The diagram above shows a simple associator net. It is possibly not much smaller or simpler than a real basic neural net might be. Nice and simple; nice and economic; nice and easy. This is a 4 x 4 cell net, providing 16 synapses. In other words 4 cells are interacting with 4 other cells and they make a total of 16 synaptic connections between each other. Because cell processes can be very short or very long, the cells might actually be close or distant. This would make no difference to the function of the net. We draw the net’s components close and in a stylised format for simplicity’s sake. The diagram is highly simplified.
In our diagram let us imagine that this net, at this time, is set up to associate information from the visual cortex and from the olfactory cortex. We will imagine the net associates the sight and smell of roses. Four cells from the visual cortex pass the information that a rose has been seen. Four cells from the olfactory cortex pass the information that a rose has been smelled. They act upon the two sets of four relay cells which connect across our little net as shown. The values and directions (+ or -) at relay cell and synapse level were ‘set’ (according to the ‘Hebb rule’) when our first roses were seen and smelled simultaneously; so long as these values and directions remain as they were originally set the net will always, and automatically, associate the one with the other thereafter.
What is the ‘Hebb rule’? How might a net learn, right down at this level?
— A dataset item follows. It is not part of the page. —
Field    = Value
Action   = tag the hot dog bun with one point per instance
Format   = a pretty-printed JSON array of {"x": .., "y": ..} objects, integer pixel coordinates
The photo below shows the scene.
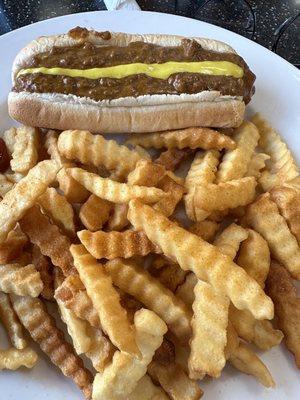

There must be an innate procedure which enables nets to establish themselves (if that’s what they do). A likely candidate for how a net might be pre-programmed to programme itself, on demand, (for example when a rose was first seen and smelled simultaneously) is the Hebb Rule. This rule tells circuitry how to set itself such as to associate one input with another. As expressed here it may be just a little too simple, but, in modified form, the Hebb rule may be the only rule your head needs to contain.
When units A and B are simultaneously activated, increase the strength of the connection between them. Adjust the strength of the connection between units A and B in proportion to the product of their simultaneous activation. (A stab at a ‘Hebb rule’ from Rumelhart & McClelland 1986 p. 36).
I commend the voluptuous simplicity of this paradigm. Our tiny net learned to associate the sight of a rose with the smell of a rose. It did this using nothing more than a simple switch-setting formula, a few synapses and two sets of input applied across these synapses. The association was learned locally, right down at switch level. The wiring organised itself. The neurons themselves, operating to the Hebb rule, or something like it, managed learning without reference to any imposed procedures. (What is learned, of course, depends on what is presented to the two sides of our nets.)
Let us go back to our diagram to examine its function in a little detail. Let us assume that the pattern stimulated upon the 4 ‘A’ relay cells, which maximally indicates ‘rose seen’, ‘reads out’ as +1, -1, +1, -1. (Full strength stimulation, two excitatory but two inhibitory.) If the ‘readout’ at the 4 ‘B’ relay cells which optimally indicates ‘rose smelled’ is –1, +1, +1, +1, then to achieve this the synapses must be ‘set’ at the values indicated on the diagram. The relay cells are set to deliver, when they fire, the synaptic values shown. The first ‘A’ relay cell delivers an inhibitory stimulation at – 0.25 on its first and second synapses but an excitatory stimulation at + 0.25 on the third and fourth. The second relay cell delivers stimulation to its synapses set exactly opposite, and so on across the 16 synapse net. The synapses are set with a value of 0.25 each, some being excitatory to that value and some inhibitory.
The effect an impulse on an ‘A’ relay cell will have on its ‘B’ relay cell (or vice versa) is the sum of the products of its synaptic impulse and its own impulse. The stimulus delivered by each synapse is the product of the relay cell’s value and the preset synaptic value. The stimulus delivered by synapse one on ‘A’ relay cell one is, for example 1 x - 0.25 = - 0.25. The stimulus delivered by the same cell’s fourth synapse is 1 x 0.25 = 0.25. The stimulus delivered by synapse one on ‘A’ relay cell two is -1 x 0.25 = - 0.25 and that delivered at that cell’s fourth synapse is -1 x – 0.25 = + 0.25. (In order to understand this last product you have to remember that a negative multiplied by a negative makes a positive - inhibiting an inhibition makes an excitation. Hence the cocktail?) Thus the top row of synapses impinging on the uppermost ‘B’ relay cell have values of - 0.25, - 0.25, - 0.25 & - 0.25 which totals – 1. The next ‘B’ relay cell receives synaptic stimuli to the same tune but the third and fourth receive 0.25, 0.25, 0.25 & 0.25, making a total each of + 1.